The Graham family, consisting of two adults and eight children, made do with that four-room residence with a separate kitchen, which probably contained a dining room. The house was located on a 430-acre tract belonging to the Grahams resulting from the 1851 division of the lands of John Purcell, the deceased father of Mrs. Graham. In the 1860 census, Graham was listed as a farmer with real estate valued at $3,156 and approximately $10,500-worth of personal property.

Mystery Solved

         Strangely enough, the story of Alexander Graham was not widely known. The Lumber River Scots, the compiled family history for the Grahams, included the birth and death dates for Mrs. Graham and all her children, yet it did not mention the birth and death dates for Alexander Graham nor the circumstances of his death. In addition to Currie’s narrative mentioning Alexander Graham’s story, a letter dated July 12, 1937, written by Dr. William A. McLeod, a Presbyterian minister in Texas, to Dr. A.C. Bethune of Raeford referred to Alexander Graham as having been “killed in 1865 by Sherman’s bums.”

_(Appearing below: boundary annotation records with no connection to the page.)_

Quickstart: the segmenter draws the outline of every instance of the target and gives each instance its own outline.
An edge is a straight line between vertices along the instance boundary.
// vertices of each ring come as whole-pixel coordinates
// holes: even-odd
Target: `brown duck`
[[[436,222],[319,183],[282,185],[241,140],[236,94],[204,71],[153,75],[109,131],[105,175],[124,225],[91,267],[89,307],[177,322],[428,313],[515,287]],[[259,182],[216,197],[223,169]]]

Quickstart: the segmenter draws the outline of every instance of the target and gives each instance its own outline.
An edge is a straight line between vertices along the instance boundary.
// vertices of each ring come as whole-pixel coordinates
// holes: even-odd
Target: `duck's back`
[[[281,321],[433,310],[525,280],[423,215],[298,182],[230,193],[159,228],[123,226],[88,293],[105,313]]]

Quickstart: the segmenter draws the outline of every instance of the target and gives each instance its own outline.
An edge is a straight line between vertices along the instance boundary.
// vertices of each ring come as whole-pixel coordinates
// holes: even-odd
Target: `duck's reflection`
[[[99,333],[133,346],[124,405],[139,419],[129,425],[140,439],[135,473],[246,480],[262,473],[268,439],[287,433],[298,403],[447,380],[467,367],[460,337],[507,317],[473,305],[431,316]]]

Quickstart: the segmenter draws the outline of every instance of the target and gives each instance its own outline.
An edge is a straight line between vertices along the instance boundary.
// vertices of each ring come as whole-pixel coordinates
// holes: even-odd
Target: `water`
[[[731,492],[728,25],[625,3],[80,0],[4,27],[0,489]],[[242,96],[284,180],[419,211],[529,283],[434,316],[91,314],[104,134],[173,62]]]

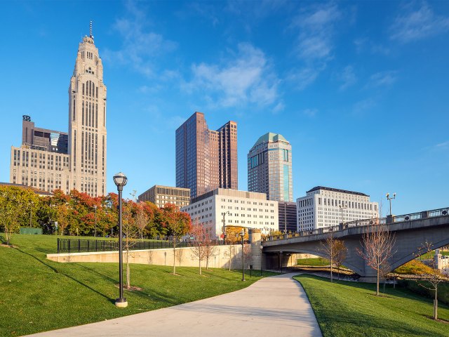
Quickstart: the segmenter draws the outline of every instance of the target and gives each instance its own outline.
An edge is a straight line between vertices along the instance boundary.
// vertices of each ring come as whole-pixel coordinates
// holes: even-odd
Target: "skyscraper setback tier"
[[[216,188],[238,187],[237,124],[209,130],[204,114],[195,112],[176,130],[176,187],[194,198]]]
[[[106,86],[91,33],[79,44],[69,86],[69,133],[23,117],[22,145],[11,147],[10,182],[47,192],[106,192]]]
[[[292,146],[282,135],[269,132],[248,154],[248,190],[269,200],[293,201]]]

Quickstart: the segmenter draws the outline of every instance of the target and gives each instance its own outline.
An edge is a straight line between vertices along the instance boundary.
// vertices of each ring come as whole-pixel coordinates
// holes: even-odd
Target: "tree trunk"
[[[176,275],[176,246],[173,241],[173,275]]]
[[[435,300],[434,300],[434,319],[438,319],[438,287],[435,286]]]
[[[129,249],[126,249],[126,288],[128,289],[131,287],[129,274]]]
[[[232,247],[232,246],[231,246],[229,244],[229,272],[231,271],[231,260],[232,260],[232,259],[231,259],[231,250],[232,250],[231,247]]]
[[[380,267],[377,266],[377,269],[376,270],[376,271],[377,271],[377,276],[376,276],[376,296],[379,296],[379,268],[380,268]]]
[[[333,271],[332,270],[332,262],[333,262],[332,258],[330,258],[330,282],[333,282],[333,275],[332,275],[332,271]]]

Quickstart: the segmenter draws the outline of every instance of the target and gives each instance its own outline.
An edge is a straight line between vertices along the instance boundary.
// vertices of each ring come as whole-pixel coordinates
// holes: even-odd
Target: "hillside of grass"
[[[375,296],[375,284],[334,281],[301,275],[301,283],[313,308],[324,337],[447,337],[449,307],[440,305],[438,317],[431,319],[430,299],[406,289],[387,288]]]
[[[55,236],[14,234],[16,248],[0,246],[0,336],[22,336],[110,319],[191,302],[246,287],[259,272],[241,282],[241,271],[131,265],[133,286],[125,291],[128,307],[114,305],[118,263],[58,263]],[[257,274],[255,275],[255,274]],[[264,277],[274,275],[264,272]]]

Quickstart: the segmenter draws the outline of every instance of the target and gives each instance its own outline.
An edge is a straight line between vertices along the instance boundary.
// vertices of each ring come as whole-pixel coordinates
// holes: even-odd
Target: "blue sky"
[[[239,126],[246,154],[293,146],[294,197],[360,191],[394,213],[449,205],[449,2],[6,1],[0,11],[0,181],[22,115],[67,130],[78,44],[93,35],[108,91],[108,190],[175,184],[175,130],[194,112]]]

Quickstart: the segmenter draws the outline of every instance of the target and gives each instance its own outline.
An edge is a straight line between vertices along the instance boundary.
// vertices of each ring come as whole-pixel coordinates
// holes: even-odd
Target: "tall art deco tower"
[[[70,190],[106,193],[106,86],[91,34],[79,44],[69,86]]]

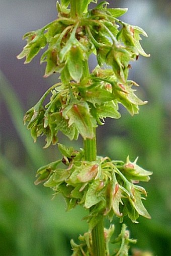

Through the years, the author had noticed Graham’s date of death, engraved on his tombstone as March 9, 1865, as a coincidence—it being the same date that General Sherman’s troops were present in Robeson County. Since Graham was 65 years of age then, the author assumed that the stress of the Union army’s arrival had resulted in a natural death for a man of his age. The research and information provided by John C. Kelly of Rockville, Maryland, descendant of local families and native of Hoke County, and that of Dickson McLean, Jr. uncovered the answer to this mystery for which the author is much indebted.

 

Editor’s Note: When the term “servant” is being used, the author is referring to an enslaved individual.